Liquid metals (LMs) exhibit superior conductivity, flexibility, and malleability, empowering their versatility across multiple fields. It was prevalently believed, albeit lacking in-depth mechanistic insights, that these features stem from high atomic degrees of freedom. In this work, we substantiate the intense and random atomic motion in LMs through the interplay of theory and in situ/operando experiments. In particular, we visualize structural oscillations and crystallographic orientation variations in near-melting LMs; the disordered LM atoms are not confined by rigid crystal lattices, in contrast to their solid counterparts.

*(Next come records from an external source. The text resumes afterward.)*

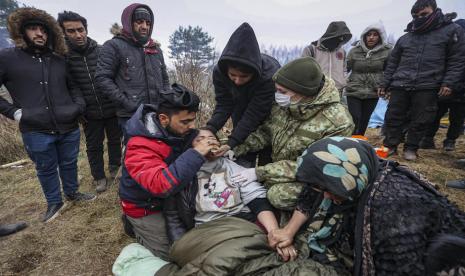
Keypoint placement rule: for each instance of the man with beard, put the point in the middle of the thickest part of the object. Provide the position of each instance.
(244, 92)
(34, 72)
(426, 63)
(159, 163)
(100, 115)
(131, 69)
(329, 53)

Owing to the high atomic degrees of freedom, LMs possess adaptive surfaces capable of dynamically conforming to adsorbate configurations during electrocatalysis, especially electrochemical CO₂ reduction (CO₂R) that has been hindered by the hardship of key species adsorption/activation/desorption on solid-state catalysts. We then pressurize the CO₂ to further enhance the adaptability of the LM surface in its interactions with adsorbates. As a result, the reactants and key intermediates are greatly enriched on the liquid metal surface, yielding an even higher CO₂R reactivity compared to the ambient-pressure scenario and reaffirming the mechanistic insights.